The estimated degrees of freedom quantifying the model complexity.

fusionmixed.fit also returns a model selection plot showing the results above.

Note

The range of the penalty values should be carefully chosen. For some penalty values, the resulting models may have singular information matrix or the fitting of the glm cannot converge.

Author(s)

Xin Gao, Yuan Zhong, and Raymond J. Carroll

References

Gao, X and Carroll, R. J. (2017) Data integration with high dimensionality. Biometrika, 104, 2, pp. 251-272

See Also

fusionbase,fusionbinary,

Examples

##Analysis of the index data

#Responses contain indices "VIX","GSPC", and "DJI",  
#"DJI" is dichotomized into "increasing" or "decreasing"
y <- list(stockindexVIX[,1],stockindexGSPC[,1],stockindexDJI[,1]>0)

#Predictors include 46 stocks
x <- list(stockindexVIX[,2:47],stockindexGSPC[,2:47],stockindexDJI[,2:47])  
##Implementing the model selection based on psuedolikelihood 
##information criteria
model <- fusionmixed.fit(x,y,seq(0.03,5,length.out = 10),232,46,2,1,depen="CORR")
lambda <- model[which.min(model[,2]),1]  
result <- fusionmixed(x,y,lambda,232,46,2,1)
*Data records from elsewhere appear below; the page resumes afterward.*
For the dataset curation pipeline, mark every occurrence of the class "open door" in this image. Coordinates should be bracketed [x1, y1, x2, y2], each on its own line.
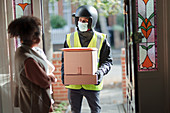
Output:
[124, 0, 170, 113]
[124, 0, 138, 113]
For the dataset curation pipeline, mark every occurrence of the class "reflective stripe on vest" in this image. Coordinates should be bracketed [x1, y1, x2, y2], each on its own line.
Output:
[66, 32, 106, 91]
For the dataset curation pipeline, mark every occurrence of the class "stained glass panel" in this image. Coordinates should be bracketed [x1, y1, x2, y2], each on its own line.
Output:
[14, 0, 33, 18]
[136, 0, 157, 71]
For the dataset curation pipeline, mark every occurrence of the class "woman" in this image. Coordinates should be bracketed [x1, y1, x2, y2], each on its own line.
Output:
[8, 16, 55, 113]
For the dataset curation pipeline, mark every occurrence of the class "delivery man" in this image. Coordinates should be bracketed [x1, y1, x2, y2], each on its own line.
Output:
[61, 5, 112, 113]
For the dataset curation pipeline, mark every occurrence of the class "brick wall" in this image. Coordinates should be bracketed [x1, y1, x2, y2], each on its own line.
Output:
[52, 52, 67, 102]
[121, 48, 126, 102]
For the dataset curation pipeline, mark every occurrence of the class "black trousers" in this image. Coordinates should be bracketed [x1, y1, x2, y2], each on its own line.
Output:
[68, 88, 101, 113]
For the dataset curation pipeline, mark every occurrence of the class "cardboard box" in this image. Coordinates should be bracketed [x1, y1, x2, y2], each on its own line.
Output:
[64, 75, 97, 85]
[62, 48, 97, 75]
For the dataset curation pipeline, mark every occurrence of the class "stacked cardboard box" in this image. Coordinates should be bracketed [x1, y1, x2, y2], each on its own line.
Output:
[62, 48, 97, 85]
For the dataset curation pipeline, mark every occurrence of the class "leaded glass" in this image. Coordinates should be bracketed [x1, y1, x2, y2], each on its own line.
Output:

##Identify the significant predictors for three indices
id <- which(result$beta[,1]!=0)+1
colnames(stockindexVIX)[id]

Mock Gene Data

Description

This dataset is a mock version of two different microarray experiments on breast cancer cells.

Usage

data("mockgene1")
data("mockgene2")

Format

The first data "mockgene1" contains 98 subjects, and the second data "mockgene2" contains 286 subjects.

The first column for each data is ID number.

The second column is subjects' status. If the status is the estrogen-receptor-positive, y=1y=1; if the status is estrogen-receptor-negative, y=0y=0. Other columns record the gene expression values.

Details

This is an example to implement the FusionLearn algorithm for binary responses. In this case, the two experiments followed different protocols, and the two sets of gene expression profiles are different. The objective is to select a suitable subset gene predictors for the disease analysis based on both experiments.

Source

This data is a mock version of the original data. The original gene data contain over 20,000 profile expressions, and more details can be found on https://www.ncbi.nlm.nih.gov/ with series numbers GSE2034 and GSE22093.


Finance Data

Description

This is a dataset containing the log return on three financial market indices and 46 stocks between 2013 and 2015. The responses are the financial indices, "VIX", "SP500", and "DJI", and the predictors are 46 stocks from the market. The data are given in three-day gap from 700 trading days. We also provide the validation datasets of three indices.

Usage

data("stockindexVIX")
data("stockindexGSPC")
data("stockindexDJI")
data("validVIX")
data("validGSPC")
data("validDJI")

Details

This example is used to demonstrate the use of the functions fusionbase and fusionmixed. This dataset has correlated responses and the same predictors values for three models.

Source

This data is available on Yahoo Finance.